Cytokinins are required for P. brassicae development

Intriguingly CK may have an important role in the development of the pathogen. Malinowski et al. (2012) showed that although VC activity is required for gall formation it is not required for infection and development of the pathogen. In plants expressing an inducible cell cycle inhibitor ICK1/KRP or bearing a cle41 mutation which restricts VC activity, infection of host cells still occurred and competent spores produced even though gall formation was severely compromised. In contrast, whilst P. brassicae could infect the ipt1;3;5;7 mutant, plasmodial development was slowed and the infectivity of spores reduced. This suggests that CKs may directly regulate plasmodial development.
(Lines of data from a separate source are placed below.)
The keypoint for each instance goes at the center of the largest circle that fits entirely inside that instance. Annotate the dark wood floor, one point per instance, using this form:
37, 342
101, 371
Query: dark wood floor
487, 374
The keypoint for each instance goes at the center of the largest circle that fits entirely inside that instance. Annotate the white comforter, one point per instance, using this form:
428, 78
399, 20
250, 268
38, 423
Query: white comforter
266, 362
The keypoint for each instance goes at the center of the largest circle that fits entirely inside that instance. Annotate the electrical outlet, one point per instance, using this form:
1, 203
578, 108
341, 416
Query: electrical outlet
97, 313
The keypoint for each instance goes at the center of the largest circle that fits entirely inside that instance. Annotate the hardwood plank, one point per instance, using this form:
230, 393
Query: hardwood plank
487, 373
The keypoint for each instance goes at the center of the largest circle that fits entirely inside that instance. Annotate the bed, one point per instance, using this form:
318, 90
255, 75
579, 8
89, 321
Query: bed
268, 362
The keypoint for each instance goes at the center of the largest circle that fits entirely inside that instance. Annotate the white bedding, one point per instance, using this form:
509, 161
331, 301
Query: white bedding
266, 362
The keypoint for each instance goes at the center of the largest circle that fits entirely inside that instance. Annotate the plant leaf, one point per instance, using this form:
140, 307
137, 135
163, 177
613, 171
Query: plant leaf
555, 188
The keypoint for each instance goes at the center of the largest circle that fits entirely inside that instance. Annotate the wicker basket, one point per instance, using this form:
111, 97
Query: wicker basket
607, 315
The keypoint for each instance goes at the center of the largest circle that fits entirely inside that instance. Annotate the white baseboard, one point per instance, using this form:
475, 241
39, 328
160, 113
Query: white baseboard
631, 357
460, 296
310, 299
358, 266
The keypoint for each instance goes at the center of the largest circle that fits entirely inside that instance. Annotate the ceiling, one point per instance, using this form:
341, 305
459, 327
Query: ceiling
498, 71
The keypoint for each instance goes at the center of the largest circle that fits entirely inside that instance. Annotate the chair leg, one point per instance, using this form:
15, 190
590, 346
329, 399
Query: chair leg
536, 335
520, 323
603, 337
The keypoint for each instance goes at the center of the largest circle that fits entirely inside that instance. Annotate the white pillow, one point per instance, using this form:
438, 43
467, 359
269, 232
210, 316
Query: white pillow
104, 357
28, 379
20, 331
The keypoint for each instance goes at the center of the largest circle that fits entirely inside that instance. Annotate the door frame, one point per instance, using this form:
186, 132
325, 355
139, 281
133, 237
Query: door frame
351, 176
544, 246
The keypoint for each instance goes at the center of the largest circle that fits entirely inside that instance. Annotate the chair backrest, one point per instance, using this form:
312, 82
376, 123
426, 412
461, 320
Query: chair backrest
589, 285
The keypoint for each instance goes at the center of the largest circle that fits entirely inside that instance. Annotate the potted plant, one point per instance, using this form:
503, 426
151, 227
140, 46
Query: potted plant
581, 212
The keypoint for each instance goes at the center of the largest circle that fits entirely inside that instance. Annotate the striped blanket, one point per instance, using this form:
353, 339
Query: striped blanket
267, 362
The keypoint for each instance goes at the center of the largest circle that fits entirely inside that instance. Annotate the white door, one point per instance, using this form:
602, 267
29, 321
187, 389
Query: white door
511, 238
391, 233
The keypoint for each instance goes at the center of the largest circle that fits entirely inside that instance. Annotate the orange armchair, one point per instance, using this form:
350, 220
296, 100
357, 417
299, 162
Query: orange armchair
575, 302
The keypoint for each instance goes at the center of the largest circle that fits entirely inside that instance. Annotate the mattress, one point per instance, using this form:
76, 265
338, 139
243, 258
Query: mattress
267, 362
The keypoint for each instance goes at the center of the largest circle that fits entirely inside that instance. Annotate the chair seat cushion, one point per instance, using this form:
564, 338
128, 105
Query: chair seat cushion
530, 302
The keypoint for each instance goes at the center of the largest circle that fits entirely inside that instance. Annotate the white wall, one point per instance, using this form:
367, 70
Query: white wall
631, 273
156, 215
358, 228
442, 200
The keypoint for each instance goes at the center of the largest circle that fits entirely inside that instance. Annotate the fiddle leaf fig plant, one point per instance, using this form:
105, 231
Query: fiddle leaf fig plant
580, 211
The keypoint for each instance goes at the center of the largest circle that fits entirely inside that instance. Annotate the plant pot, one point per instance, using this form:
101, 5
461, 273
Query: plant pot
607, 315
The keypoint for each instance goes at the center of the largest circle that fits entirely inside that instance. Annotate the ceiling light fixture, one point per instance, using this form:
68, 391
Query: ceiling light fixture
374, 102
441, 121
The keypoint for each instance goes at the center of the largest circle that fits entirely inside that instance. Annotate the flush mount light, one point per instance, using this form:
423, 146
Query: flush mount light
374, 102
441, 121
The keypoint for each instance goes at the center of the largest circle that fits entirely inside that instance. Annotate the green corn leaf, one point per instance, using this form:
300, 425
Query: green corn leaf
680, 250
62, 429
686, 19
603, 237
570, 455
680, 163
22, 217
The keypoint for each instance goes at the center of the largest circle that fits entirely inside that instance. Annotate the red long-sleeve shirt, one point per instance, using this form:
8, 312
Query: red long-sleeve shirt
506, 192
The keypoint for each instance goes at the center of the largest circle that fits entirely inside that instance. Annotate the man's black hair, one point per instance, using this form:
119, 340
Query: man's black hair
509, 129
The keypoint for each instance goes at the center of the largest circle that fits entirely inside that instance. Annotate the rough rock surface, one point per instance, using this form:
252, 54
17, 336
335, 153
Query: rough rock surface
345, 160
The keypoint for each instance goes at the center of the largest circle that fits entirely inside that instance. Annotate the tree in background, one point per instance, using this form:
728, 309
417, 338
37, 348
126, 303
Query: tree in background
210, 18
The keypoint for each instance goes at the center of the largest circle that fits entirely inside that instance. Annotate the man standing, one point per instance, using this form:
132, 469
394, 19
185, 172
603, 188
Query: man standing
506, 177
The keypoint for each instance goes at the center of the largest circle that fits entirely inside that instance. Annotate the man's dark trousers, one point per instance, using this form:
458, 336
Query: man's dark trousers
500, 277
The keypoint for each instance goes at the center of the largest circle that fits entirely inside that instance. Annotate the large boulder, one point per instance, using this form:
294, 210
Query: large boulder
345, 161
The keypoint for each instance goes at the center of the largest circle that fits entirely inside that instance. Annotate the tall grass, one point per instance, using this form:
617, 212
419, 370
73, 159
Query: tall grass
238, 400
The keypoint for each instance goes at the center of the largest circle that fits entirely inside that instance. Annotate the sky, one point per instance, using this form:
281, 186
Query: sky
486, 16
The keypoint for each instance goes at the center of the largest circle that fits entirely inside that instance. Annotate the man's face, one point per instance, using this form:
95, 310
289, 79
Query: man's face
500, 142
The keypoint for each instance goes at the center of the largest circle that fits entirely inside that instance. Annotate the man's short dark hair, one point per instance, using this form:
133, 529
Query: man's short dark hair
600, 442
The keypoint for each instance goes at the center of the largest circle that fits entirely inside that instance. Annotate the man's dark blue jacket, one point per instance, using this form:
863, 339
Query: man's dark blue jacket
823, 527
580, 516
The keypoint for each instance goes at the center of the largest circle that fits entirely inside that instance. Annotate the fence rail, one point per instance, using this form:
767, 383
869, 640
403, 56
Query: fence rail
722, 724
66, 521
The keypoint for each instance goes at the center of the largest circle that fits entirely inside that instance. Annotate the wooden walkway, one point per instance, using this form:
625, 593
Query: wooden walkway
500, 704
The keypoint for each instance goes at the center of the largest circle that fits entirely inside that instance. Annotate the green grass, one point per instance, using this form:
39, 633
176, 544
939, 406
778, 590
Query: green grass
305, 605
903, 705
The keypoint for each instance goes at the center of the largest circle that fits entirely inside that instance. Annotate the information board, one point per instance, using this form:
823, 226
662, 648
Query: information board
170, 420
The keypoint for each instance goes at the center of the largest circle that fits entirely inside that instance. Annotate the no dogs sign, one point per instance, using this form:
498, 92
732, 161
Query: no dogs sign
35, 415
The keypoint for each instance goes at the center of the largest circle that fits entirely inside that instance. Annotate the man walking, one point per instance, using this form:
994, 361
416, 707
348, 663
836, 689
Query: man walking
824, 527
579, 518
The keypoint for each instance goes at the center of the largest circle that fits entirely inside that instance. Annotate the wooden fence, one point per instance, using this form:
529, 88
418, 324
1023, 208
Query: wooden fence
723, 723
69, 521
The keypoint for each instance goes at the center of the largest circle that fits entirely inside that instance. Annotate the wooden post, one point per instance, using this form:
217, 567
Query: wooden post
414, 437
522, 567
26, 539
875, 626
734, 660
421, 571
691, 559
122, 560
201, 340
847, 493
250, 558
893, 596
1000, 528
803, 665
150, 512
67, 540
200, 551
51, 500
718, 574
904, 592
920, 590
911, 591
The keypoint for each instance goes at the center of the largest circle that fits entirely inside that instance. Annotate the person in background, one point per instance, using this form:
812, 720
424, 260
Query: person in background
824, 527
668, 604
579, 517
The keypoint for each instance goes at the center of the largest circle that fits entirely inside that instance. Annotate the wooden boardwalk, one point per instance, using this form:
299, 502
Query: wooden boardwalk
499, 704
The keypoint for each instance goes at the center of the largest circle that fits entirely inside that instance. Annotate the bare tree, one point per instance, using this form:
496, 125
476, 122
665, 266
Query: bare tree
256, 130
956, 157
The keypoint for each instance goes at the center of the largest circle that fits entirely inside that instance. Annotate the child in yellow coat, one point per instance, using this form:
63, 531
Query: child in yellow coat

This is consistent with the presence and expression of IPT genes in the P. brassicae genome, the ability of P. brassicae to take up adenine and synthesise limited amounts of tZ and the accumulation of host CKs in isolated plasmodia (cZ in the case of Chinese cabbage; Müller and Hilgenberg (1986)).


This work extends the model of Devos et al. (2005). P. brassicae requires CKs for its development, synthesising a limited amount and but also taking up CKs from its host. In the host, CKs are essential for the development of the VC, a pre-requisite for secondary thickening and normal plant growth but also a route by which P. brassicae can hijack host development for gall formation. Gall formation is associated with a decline in CK content that may help drive the host developmental changes seen in infected tissue, but other phytohormones are involved in the hypertrophy characteristic of the disease. This opens potentially new routes for the control of this important disease – either by interfering with the delivery and uptake of CKs by the pathogen or by increasing the CK content of host tissue during the gall formation stage of clubroot disease.